Your faith in these failed models is touching, but misplaced.
Back to personal accusations, are you? Charming, as I said. When people start throwing mud like you’re doing, it’s clear evidence that they’re out of scientific ammunition.
I have no “anti-solar bias”, that’s just another bit of evidence-free personal mud-throwing. I’ve looked heaps of places for a solar signal, and I haven’t found it. So sue me.
w.
Your opinion about models only matters to you, really. And it uncovers another one of your multiple biases.
Thanks, Willis. And a beautiful coastal redwood. There’s a very few examples here in the east US — they suffer from fungal diseases.
So do climatologists.
CEEMD does seem compellingly; isn’t another advantage it’s ability to overcome end truncation artefacts by extrapolating beyond the artificially cut ends?
Another question:
However, Fourier decomposition breaks a signal into only pure, unvaryingly regular sine waves.

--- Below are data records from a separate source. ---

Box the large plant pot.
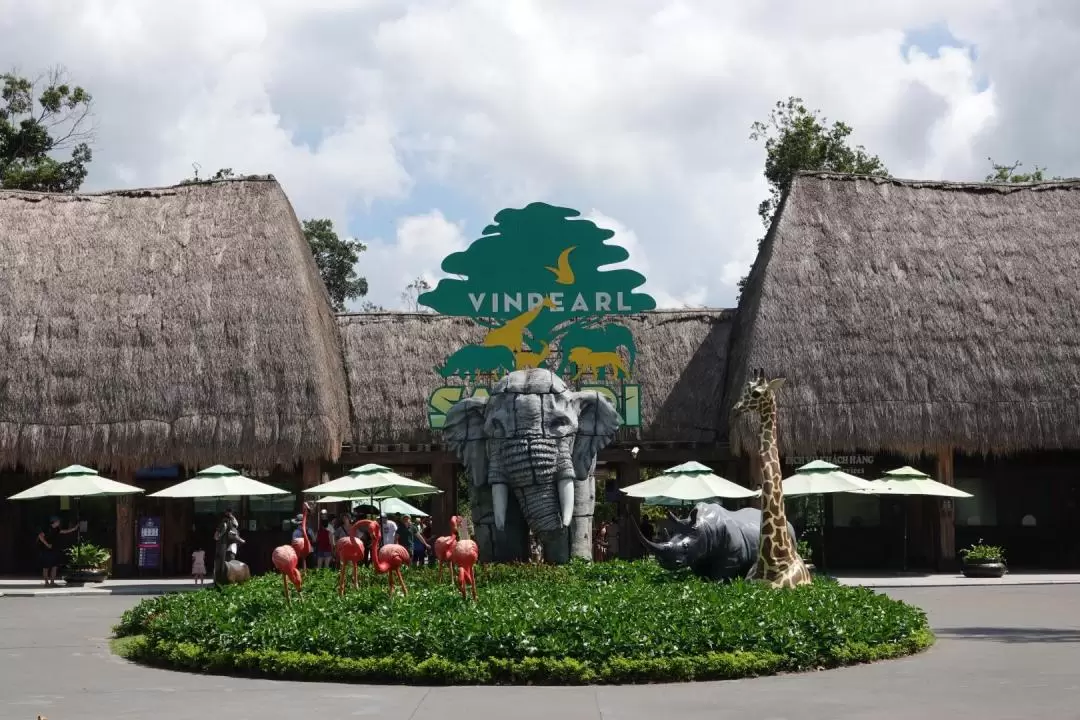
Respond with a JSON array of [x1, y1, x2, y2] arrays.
[[960, 561, 1007, 578], [64, 568, 109, 587]]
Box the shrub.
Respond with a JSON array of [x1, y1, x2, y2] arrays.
[[960, 538, 1005, 562], [116, 561, 932, 684], [66, 543, 109, 570]]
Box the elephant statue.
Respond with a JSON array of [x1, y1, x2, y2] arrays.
[[443, 368, 622, 563], [634, 503, 796, 581]]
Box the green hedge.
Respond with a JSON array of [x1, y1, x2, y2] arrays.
[[116, 561, 933, 684]]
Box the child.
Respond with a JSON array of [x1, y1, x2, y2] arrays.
[[191, 547, 206, 585]]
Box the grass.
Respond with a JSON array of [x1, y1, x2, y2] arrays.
[[114, 561, 933, 684]]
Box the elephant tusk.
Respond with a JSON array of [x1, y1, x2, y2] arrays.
[[491, 483, 510, 530], [555, 477, 573, 528]]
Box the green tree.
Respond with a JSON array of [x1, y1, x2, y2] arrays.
[[418, 203, 656, 351], [302, 218, 367, 312], [739, 96, 889, 294], [986, 158, 1064, 182], [0, 69, 93, 192]]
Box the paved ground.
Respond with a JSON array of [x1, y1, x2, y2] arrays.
[[0, 570, 1080, 597], [0, 585, 1080, 720]]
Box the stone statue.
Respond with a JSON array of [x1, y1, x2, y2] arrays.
[[214, 513, 252, 587], [443, 368, 622, 563], [634, 503, 795, 580]]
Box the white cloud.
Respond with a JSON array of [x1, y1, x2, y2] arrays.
[[0, 0, 1080, 305], [352, 210, 469, 308]]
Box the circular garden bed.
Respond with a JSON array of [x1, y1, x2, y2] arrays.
[[114, 561, 933, 684]]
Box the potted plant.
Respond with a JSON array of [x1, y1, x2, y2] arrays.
[[960, 538, 1008, 578], [795, 540, 814, 572], [64, 543, 110, 587]]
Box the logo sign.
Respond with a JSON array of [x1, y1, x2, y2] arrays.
[[418, 203, 657, 430]]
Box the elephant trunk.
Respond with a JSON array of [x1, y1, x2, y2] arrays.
[[491, 437, 575, 533]]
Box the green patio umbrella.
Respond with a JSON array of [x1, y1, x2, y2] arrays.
[[859, 465, 974, 570], [8, 465, 145, 541], [147, 465, 288, 499]]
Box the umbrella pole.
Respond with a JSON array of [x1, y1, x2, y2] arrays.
[[903, 498, 907, 572]]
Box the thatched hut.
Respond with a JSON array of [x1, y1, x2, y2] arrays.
[[724, 173, 1080, 563], [0, 177, 349, 578]]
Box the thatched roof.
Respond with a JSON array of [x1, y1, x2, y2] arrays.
[[0, 177, 348, 470], [725, 174, 1080, 454], [338, 310, 731, 446]]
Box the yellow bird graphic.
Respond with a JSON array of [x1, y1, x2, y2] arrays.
[[544, 245, 578, 285]]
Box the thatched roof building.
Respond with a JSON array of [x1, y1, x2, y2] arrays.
[[338, 310, 731, 447], [0, 177, 349, 470], [724, 174, 1080, 454]]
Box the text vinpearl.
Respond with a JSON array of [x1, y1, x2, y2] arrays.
[[469, 291, 632, 313]]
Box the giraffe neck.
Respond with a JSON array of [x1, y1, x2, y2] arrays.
[[758, 398, 797, 568]]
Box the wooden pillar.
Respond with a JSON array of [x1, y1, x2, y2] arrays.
[[431, 462, 458, 538], [934, 447, 958, 570], [616, 460, 645, 560], [112, 471, 136, 578]]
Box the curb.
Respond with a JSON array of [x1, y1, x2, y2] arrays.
[[0, 587, 194, 598]]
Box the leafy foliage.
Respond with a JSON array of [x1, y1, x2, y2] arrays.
[[739, 96, 889, 293], [180, 163, 237, 185], [986, 158, 1064, 182], [66, 543, 109, 570], [0, 70, 93, 192], [303, 218, 367, 312], [960, 538, 1005, 562], [116, 561, 930, 683], [401, 276, 432, 312]]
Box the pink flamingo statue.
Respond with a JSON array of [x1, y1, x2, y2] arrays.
[[450, 516, 480, 600], [335, 520, 367, 595], [361, 520, 411, 598], [270, 545, 303, 602], [435, 515, 461, 583]]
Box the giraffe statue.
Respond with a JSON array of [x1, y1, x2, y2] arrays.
[[732, 370, 810, 587]]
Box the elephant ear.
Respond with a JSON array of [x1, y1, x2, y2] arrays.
[[573, 391, 622, 479], [443, 397, 487, 486]]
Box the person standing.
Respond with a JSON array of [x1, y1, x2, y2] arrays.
[[191, 547, 206, 585], [380, 515, 397, 545], [38, 515, 79, 587]]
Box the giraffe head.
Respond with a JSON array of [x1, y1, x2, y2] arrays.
[[731, 370, 784, 415]]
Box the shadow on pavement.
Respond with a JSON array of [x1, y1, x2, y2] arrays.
[[934, 627, 1080, 643]]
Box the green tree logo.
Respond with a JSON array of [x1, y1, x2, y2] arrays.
[[418, 203, 657, 353]]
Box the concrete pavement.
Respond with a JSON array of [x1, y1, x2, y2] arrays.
[[0, 571, 1080, 597], [0, 584, 1080, 720]]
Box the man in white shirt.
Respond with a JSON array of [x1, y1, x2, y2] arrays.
[[380, 515, 397, 545]]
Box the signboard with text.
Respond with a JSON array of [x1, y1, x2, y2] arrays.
[[137, 516, 161, 570], [418, 203, 656, 430]]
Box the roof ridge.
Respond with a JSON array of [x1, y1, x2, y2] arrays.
[[0, 173, 278, 198], [795, 171, 1080, 192]]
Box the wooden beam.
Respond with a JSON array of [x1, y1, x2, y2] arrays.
[[934, 447, 957, 570], [431, 462, 458, 538], [617, 460, 645, 560]]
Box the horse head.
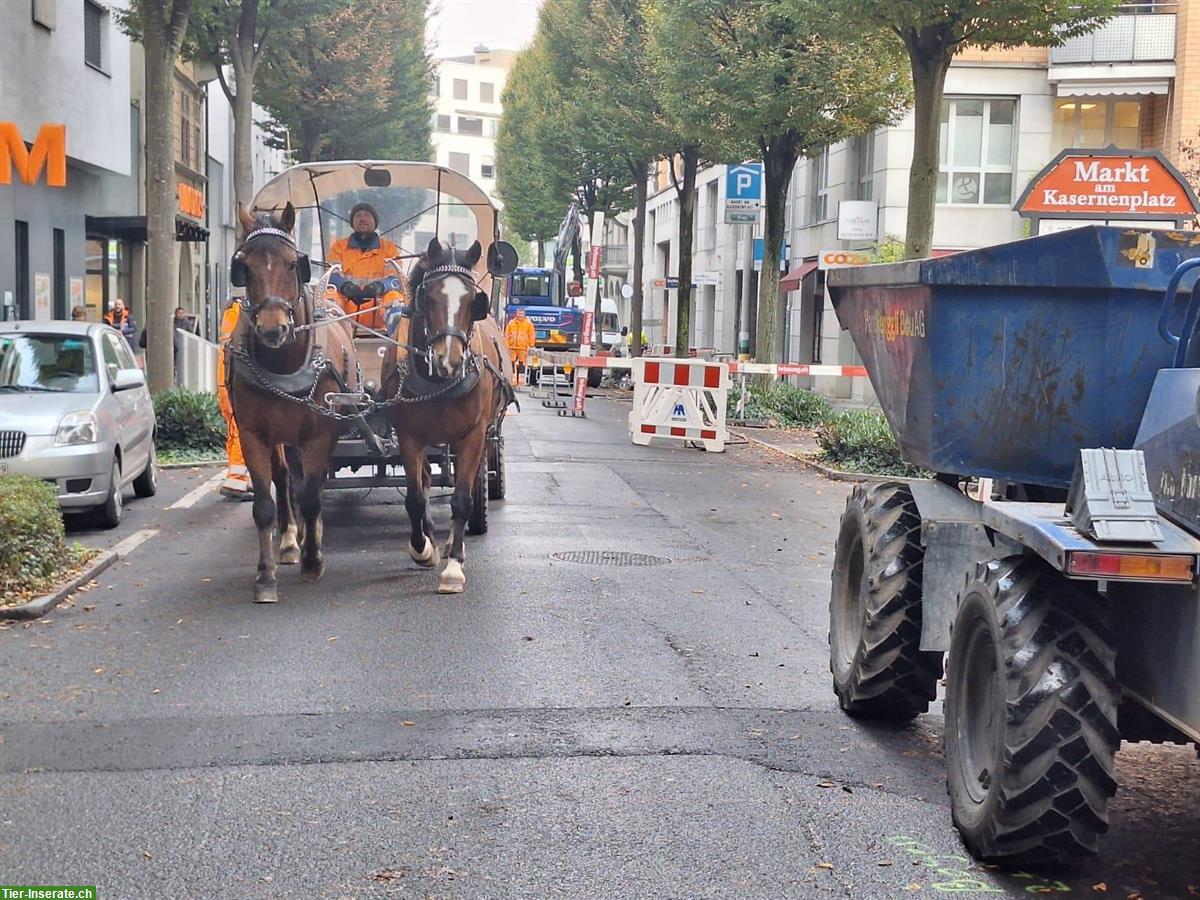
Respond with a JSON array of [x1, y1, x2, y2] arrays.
[[412, 238, 487, 379], [229, 203, 311, 349]]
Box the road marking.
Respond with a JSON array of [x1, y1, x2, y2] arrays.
[[167, 472, 224, 509], [113, 528, 158, 558]]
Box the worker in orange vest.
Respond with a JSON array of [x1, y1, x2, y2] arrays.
[[504, 306, 538, 384], [325, 203, 402, 331], [217, 298, 254, 500]]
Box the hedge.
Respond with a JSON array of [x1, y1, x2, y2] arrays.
[[0, 475, 91, 605]]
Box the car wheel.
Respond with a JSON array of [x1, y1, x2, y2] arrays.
[[100, 460, 124, 528], [133, 440, 158, 497]]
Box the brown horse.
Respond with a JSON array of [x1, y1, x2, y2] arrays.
[[383, 238, 512, 594], [226, 203, 358, 604]]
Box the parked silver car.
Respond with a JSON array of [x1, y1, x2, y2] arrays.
[[0, 322, 158, 528]]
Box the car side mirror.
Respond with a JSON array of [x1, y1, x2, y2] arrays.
[[113, 368, 146, 394], [487, 241, 518, 278]]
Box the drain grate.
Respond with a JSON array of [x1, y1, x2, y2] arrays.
[[550, 550, 671, 565]]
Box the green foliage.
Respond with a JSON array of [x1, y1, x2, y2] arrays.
[[871, 234, 904, 263], [0, 475, 87, 602], [254, 0, 433, 162], [727, 382, 833, 428], [817, 409, 926, 478], [154, 388, 226, 460]]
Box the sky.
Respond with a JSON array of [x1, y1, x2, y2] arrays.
[[428, 0, 541, 56]]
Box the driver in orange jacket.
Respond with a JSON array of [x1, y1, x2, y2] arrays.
[[326, 203, 403, 331]]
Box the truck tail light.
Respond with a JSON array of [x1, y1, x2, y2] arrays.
[[1067, 552, 1195, 584]]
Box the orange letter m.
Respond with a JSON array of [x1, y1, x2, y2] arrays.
[[0, 122, 67, 187]]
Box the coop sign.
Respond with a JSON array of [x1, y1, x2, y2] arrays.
[[1016, 148, 1200, 222]]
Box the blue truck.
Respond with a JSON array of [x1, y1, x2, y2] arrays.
[[829, 226, 1200, 866]]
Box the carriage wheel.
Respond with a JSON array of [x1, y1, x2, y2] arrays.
[[467, 454, 488, 534], [487, 434, 508, 500]]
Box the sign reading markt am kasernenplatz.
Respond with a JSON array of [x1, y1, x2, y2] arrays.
[[1015, 148, 1200, 232]]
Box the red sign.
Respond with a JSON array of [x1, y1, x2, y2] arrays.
[[1016, 149, 1200, 220]]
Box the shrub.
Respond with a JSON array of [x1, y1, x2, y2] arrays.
[[0, 475, 73, 599], [817, 409, 925, 476], [154, 388, 226, 456], [726, 382, 833, 428]]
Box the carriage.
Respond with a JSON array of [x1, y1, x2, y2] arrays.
[[253, 161, 516, 534]]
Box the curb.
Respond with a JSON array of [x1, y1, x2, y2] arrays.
[[158, 460, 224, 469], [0, 550, 118, 619], [730, 431, 908, 485]]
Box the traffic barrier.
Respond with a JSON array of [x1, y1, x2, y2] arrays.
[[629, 356, 730, 454]]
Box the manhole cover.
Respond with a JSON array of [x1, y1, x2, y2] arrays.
[[550, 550, 671, 565]]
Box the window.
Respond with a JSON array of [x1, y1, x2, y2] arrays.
[[1054, 97, 1142, 150], [31, 0, 59, 31], [13, 218, 32, 319], [809, 150, 829, 224], [52, 228, 67, 319], [853, 131, 875, 200], [458, 115, 484, 136], [83, 0, 108, 68], [937, 98, 1016, 206]]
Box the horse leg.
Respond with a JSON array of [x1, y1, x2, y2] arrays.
[[271, 444, 300, 565], [438, 425, 487, 594], [300, 438, 336, 581], [401, 439, 440, 569], [241, 431, 280, 604]]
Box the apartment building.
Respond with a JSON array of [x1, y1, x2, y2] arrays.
[[613, 0, 1200, 401], [432, 46, 516, 205]]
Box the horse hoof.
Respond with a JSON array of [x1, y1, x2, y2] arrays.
[[254, 584, 280, 604], [408, 536, 442, 569], [438, 559, 467, 594]]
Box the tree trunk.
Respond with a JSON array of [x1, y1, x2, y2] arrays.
[[673, 146, 700, 358], [629, 163, 649, 356], [143, 0, 190, 394], [745, 133, 799, 362], [904, 40, 949, 259]]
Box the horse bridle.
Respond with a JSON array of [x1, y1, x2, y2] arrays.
[[413, 263, 486, 354], [229, 226, 312, 324]]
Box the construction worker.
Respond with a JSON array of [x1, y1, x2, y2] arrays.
[[326, 203, 402, 331], [504, 306, 538, 384], [217, 298, 253, 500]]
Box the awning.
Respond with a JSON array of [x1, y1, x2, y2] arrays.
[[779, 259, 817, 290], [1057, 78, 1171, 97], [85, 216, 209, 244]]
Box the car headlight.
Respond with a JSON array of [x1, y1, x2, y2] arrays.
[[54, 413, 100, 446]]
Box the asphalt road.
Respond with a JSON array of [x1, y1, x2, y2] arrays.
[[0, 401, 1200, 898]]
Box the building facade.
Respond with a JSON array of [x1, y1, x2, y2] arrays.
[[607, 0, 1200, 401], [432, 47, 516, 205]]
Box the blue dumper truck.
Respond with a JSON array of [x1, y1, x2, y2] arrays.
[[828, 226, 1200, 866]]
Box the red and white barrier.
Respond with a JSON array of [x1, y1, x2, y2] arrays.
[[629, 356, 730, 454]]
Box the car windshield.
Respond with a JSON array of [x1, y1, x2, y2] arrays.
[[0, 334, 100, 394]]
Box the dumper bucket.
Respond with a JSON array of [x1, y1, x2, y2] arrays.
[[828, 226, 1200, 486]]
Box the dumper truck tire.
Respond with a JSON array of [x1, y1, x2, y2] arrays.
[[946, 556, 1121, 866], [829, 481, 942, 721]]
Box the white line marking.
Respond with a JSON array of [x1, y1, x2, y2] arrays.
[[113, 528, 158, 559], [167, 469, 224, 509]]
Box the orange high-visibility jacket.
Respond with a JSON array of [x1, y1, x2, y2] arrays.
[[504, 316, 538, 353]]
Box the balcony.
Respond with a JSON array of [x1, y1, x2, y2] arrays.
[[1050, 4, 1176, 66], [600, 246, 629, 275]]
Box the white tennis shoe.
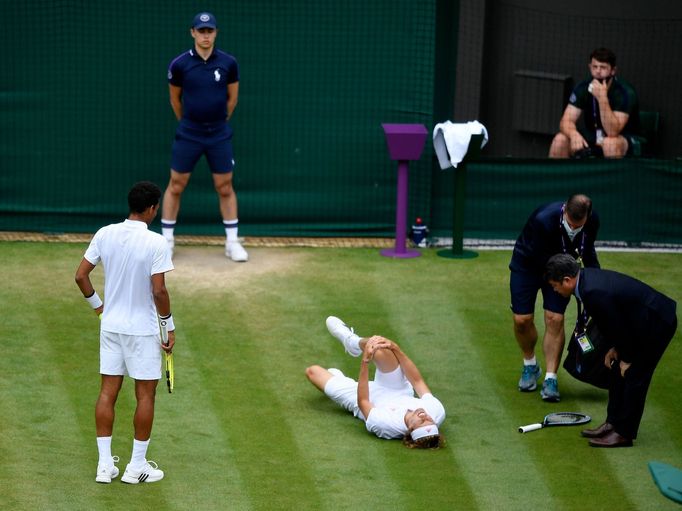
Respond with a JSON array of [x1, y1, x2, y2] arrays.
[[225, 241, 249, 263], [327, 316, 362, 357], [121, 460, 163, 484], [95, 456, 118, 484]]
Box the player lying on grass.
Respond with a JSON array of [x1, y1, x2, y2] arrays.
[[306, 316, 445, 449]]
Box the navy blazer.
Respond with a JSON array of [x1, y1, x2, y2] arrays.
[[577, 268, 677, 362], [509, 202, 599, 275]]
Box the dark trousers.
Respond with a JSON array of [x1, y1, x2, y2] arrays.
[[606, 320, 677, 439]]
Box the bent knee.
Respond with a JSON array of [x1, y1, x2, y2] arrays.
[[545, 311, 564, 331], [602, 136, 628, 158], [514, 314, 534, 332]]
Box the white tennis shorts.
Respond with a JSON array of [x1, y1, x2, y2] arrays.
[[324, 367, 414, 420], [99, 331, 161, 380]]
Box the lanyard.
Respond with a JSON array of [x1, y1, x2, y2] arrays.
[[559, 204, 585, 266]]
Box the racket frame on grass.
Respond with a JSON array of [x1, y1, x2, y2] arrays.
[[519, 412, 592, 433], [159, 318, 175, 394]]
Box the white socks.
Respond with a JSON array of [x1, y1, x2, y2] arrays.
[[130, 438, 149, 468], [97, 436, 114, 466], [223, 218, 239, 243]]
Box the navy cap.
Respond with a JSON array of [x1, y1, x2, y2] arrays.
[[192, 12, 218, 29]]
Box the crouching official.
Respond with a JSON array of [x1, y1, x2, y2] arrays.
[[545, 254, 677, 447]]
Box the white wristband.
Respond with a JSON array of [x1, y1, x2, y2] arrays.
[[85, 291, 102, 309], [159, 314, 175, 332]]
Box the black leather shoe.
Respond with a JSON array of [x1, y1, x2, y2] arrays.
[[580, 422, 613, 438], [590, 431, 632, 447]]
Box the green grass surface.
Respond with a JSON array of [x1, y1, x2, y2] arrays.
[[0, 242, 682, 510]]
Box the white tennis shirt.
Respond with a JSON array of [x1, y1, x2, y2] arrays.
[[84, 219, 174, 335], [365, 394, 445, 439]]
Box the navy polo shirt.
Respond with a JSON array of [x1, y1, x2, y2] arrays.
[[168, 49, 239, 123]]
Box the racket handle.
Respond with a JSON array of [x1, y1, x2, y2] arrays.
[[519, 422, 542, 433]]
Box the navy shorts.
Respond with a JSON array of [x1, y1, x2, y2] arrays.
[[171, 119, 234, 174], [509, 270, 571, 314]]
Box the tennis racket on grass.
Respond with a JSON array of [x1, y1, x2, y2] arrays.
[[519, 412, 592, 433], [159, 319, 175, 394]]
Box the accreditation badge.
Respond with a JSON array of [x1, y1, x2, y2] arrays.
[[575, 332, 594, 353]]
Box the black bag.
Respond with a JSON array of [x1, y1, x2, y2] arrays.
[[564, 314, 611, 389]]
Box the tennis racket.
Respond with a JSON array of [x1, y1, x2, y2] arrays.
[[159, 319, 175, 394], [519, 412, 592, 433]]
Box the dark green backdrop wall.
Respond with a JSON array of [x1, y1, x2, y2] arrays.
[[0, 0, 682, 243]]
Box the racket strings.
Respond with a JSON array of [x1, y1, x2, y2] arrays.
[[547, 412, 585, 424]]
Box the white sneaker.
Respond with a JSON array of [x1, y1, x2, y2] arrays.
[[121, 460, 163, 484], [327, 316, 362, 357], [95, 456, 118, 484], [225, 241, 249, 263]]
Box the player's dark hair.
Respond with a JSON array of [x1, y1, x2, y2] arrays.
[[128, 181, 161, 213], [403, 433, 445, 449], [543, 254, 580, 282], [590, 48, 616, 67], [566, 193, 592, 222]]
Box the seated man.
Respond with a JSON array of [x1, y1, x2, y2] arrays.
[[549, 48, 640, 158], [306, 316, 445, 449]]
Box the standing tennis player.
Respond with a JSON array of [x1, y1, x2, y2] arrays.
[[161, 12, 249, 262], [76, 182, 175, 484], [306, 316, 445, 449]]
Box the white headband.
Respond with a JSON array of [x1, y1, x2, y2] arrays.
[[410, 424, 438, 442]]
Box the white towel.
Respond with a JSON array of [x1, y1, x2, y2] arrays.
[[433, 121, 488, 169]]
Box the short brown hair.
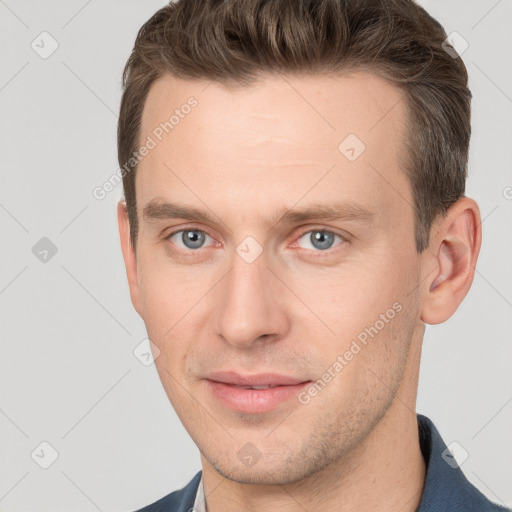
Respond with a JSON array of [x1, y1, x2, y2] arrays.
[[118, 0, 471, 252]]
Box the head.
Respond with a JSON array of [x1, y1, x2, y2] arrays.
[[118, 0, 481, 483]]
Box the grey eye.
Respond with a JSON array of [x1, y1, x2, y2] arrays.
[[299, 229, 343, 251], [169, 229, 211, 249]]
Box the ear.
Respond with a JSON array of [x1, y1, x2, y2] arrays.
[[421, 197, 482, 324], [117, 200, 142, 317]]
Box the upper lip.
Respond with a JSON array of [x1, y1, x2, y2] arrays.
[[205, 371, 307, 386]]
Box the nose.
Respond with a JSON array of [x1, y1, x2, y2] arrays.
[[215, 247, 290, 348]]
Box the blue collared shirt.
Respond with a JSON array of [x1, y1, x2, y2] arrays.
[[137, 414, 512, 512]]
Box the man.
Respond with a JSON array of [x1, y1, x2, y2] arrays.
[[118, 0, 512, 512]]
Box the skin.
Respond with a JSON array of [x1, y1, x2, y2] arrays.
[[118, 72, 481, 512]]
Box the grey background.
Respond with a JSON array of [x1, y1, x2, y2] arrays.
[[0, 0, 512, 512]]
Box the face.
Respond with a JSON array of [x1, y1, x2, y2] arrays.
[[121, 72, 421, 483]]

CEEMD, on the other hand, breaks the signal into
“empirically determined” underlying signals.
Is there a limit to the complexity of the underlying signal that CEEMD uses? For instance what is to stop an “underlying signal” being just a copy of the original signal being studied?
Argumentam ad absurdam of course but there’s a point in there somewhere.
Regarding “the periods are far from the same, which means that they will go into and out of phase with each other”: I also saw “The difference in the two cycles varies from the ocean lagging the sunspots by up to +3.5 years, to the sunspots lagging the ocean by up to 1.5 years”. I see this as explainable by the lag averaging 1 year with noise causing the lag to have +/- of 2.5 years.
As for what this noise is? The Figure 6 CEEMD of SST in Nino 4 longitude range and in latitude range of 10S to 10N has strong C5 and C6 components, and the Figure 7 periodogram shows periods of C5 and C6 mostly typical of ENSO.
As for the Figure 10 Fourier spectral analysis of Nino 4 (10S to 10N) temperature having a double peak and the stronger peak having period more than a year longer than that of sunspot count: There is the matter that CEEMD splits an apparent ENSO signal into two components.
Something else I saw: The MC21 study claims for both 5S-5N and 10S-10N latitude ranges in the Nino 4 longitude range, and the effort to refute MC21 was only done on one of these latitude ranges. I ask for an explanation for lack of attempt (as I saw this) to refute the claim for the latitude range of 5S-5N.
As for further study that I suggest that can reinforce or counter the claims of the MC21 study:
1: Considering a longer time period that starts before 1948. If the lag of Nino 4 temperature from sunspot number stays mostly close to 1 year +/- 2.5 years, and agreement in Fourier spectral analysis between Nino 4 temperature does not decrease much, then this would counter an anticipatable claim that start time of 1948 was done for cherrypicking.
2: Repeat Fourier spectral analysis and CEEMD for each hemisphere of the sun’s sunspot number, and repeat again for both options for alternating from one hemisphere to the other at solar minimum to consider only the solar hemisphere that has one of the two main solar hemisphere magnetic polarities. I admit this is “P hacking” cherrypicking, but if an extreme P value (around .001?) for correlation with Nino 4 temperature (or some other weather record, preferably for a large area at least as large as Nino 4) can be found, then I think it’s worth exploring if P value much below .05 is repeatable and looking mostly reliable over multiple different time periods.